Isabelle Martin: First of all, we would like to express our solidarity with the people of Ukraine. Many of our member companies are actively involved in providing various forms of support and assistance to Ukraine.
As for the challenges the cosmetics industry faces in relation to the war, we would like to mention two main ones. Firstly, a significant number of cosmetics companies had business in Ukraine and Russia, which have been majorly (?) affected now. Secondly, availability of certain raw materials and their prices have also been impacted, example being sunflower oil.
Transparency in a digital world is becoming more and more important. How do manufacturers inform consumers about cosmetic products and their ingredients?
Isabelle Martin: The cosmetics and personal care industry is an extremely consumer driven-sector and good communication with our consumers is a must. Transparency regarding our products, ingredients and practices is a key element of it. We want to enable and empower consumers to make their own choices, which are best for them. As an example, all ingredients used in a cosmetic product need to be listed on a product label. how to use them safely, and how to obtain the best result. Today consumers look for more information than what legislation requires. They want to know why ingredients are used for in the products. Industry is working on tools that will enable consumers to find that information and to better understand the technology
Birgit Huber: The digital era has come. Many consumers all over Europe have a mobile phone and access to internet. Our companies are already responding to this reality by providing a lot of information digitally. Today, the CPR’s provisions related to mandatory consumer information are limited to on-pack labelling. We believe there is a clear need to introduce provisions related to digital labelling, to take account of the evolution of consumers’ way of accessing information and of digital technologies.

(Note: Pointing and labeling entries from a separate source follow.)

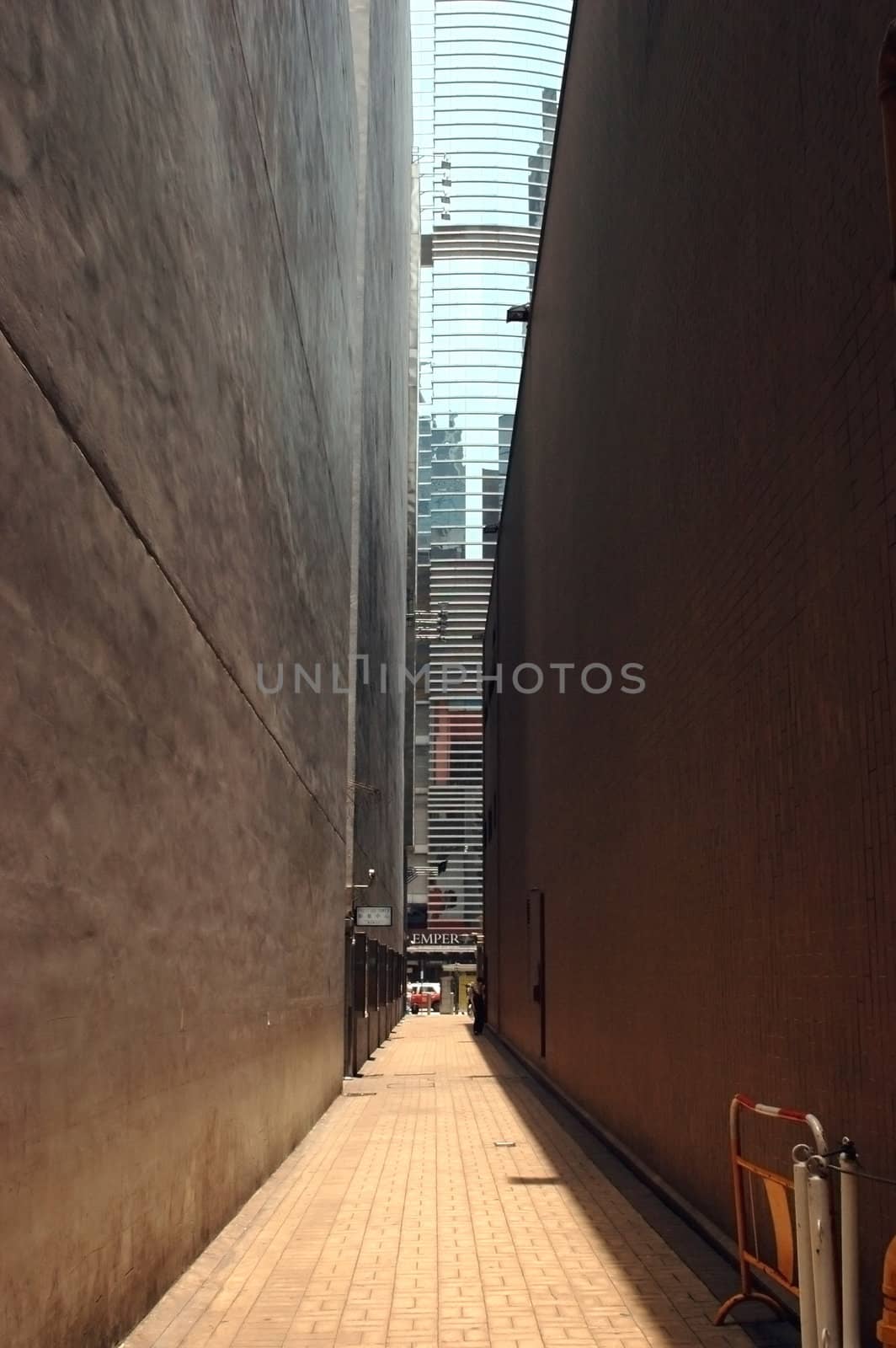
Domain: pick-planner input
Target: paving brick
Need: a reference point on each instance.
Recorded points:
(360, 1240)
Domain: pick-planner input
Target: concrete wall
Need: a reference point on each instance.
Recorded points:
(381, 527)
(702, 480)
(177, 260)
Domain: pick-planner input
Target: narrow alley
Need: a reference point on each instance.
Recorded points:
(440, 1201)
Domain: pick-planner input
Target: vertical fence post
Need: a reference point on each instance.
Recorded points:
(824, 1274)
(849, 1244)
(808, 1324)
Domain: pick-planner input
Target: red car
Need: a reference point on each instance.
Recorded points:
(424, 997)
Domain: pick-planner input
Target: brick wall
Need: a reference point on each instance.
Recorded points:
(704, 480)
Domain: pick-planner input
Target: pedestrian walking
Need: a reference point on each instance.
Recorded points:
(477, 997)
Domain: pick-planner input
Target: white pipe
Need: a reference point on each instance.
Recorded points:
(822, 1235)
(849, 1247)
(805, 1280)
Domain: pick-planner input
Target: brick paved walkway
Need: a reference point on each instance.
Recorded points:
(402, 1222)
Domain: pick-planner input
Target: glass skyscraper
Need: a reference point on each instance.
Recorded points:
(487, 78)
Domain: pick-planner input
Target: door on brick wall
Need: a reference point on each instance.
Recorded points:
(536, 925)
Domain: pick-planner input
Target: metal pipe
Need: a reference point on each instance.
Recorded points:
(822, 1238)
(805, 1280)
(887, 96)
(849, 1244)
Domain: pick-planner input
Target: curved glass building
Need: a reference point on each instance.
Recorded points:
(487, 80)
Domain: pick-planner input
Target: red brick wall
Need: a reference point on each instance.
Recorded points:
(704, 480)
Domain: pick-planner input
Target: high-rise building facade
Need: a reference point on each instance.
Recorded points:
(485, 92)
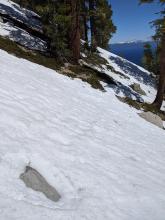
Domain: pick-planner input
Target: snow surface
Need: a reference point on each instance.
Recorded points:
(106, 162)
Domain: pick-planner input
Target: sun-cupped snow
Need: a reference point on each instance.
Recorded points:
(106, 162)
(127, 74)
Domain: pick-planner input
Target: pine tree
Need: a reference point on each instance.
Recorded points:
(75, 29)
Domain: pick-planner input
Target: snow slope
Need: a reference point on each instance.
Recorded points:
(106, 161)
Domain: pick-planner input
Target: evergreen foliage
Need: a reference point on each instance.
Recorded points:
(67, 21)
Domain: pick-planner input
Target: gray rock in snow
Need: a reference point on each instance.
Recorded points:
(34, 180)
(136, 87)
(152, 118)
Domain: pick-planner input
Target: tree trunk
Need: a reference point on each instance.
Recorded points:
(85, 25)
(75, 29)
(161, 86)
(92, 24)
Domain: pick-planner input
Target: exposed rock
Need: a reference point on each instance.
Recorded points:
(136, 87)
(152, 118)
(34, 180)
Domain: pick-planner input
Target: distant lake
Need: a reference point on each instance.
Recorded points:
(131, 51)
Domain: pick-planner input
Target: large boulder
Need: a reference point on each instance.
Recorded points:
(136, 87)
(34, 180)
(152, 118)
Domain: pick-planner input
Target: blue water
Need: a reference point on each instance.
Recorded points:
(130, 51)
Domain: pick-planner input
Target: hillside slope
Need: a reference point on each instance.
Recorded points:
(106, 162)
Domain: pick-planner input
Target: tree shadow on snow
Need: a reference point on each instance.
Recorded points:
(134, 71)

Some of our national associations have already started with databases and apps delivering a huge amount of information to the consumer.
Lastly, during your annual conference in June, Cosmetics Europe revealed the results of the latest European Consumer Perception Study. What, in your view, are the key insights from the study?
Isabelle Martin: Cosmetics industry is extremely consumer-driven. It’s the insights from our consumers that help drive our industry forward. The economic contribution of our industry is well-established and recognised, but our products also play a major role in people’s personal health and well-being. We asked Ifop, the international research firm, to conduct the study on our behalf, as we wanted to understand better what cosmetic products really mean to those who use them, and why.
Birgit Huber: The results clearly showed that cosmetics and personal care products are essential in all stages of life and they matter to people. 72% of European consumers see cosmetics and personal and cosmetic care products as important or very important in their daily lives. Moreover, cosmetics contribute to improving quality of life - 71% of consumers attested to that. For 70% of consumers cosmetics and personal care products are also important or very important in building up self-esteem. These societal benefits cosmetics bring should not be underestimated. For more details on the study findings, I would invite you to check out our infographics here.
Thank you very much for this interview. We wish you all the best for your new tasks.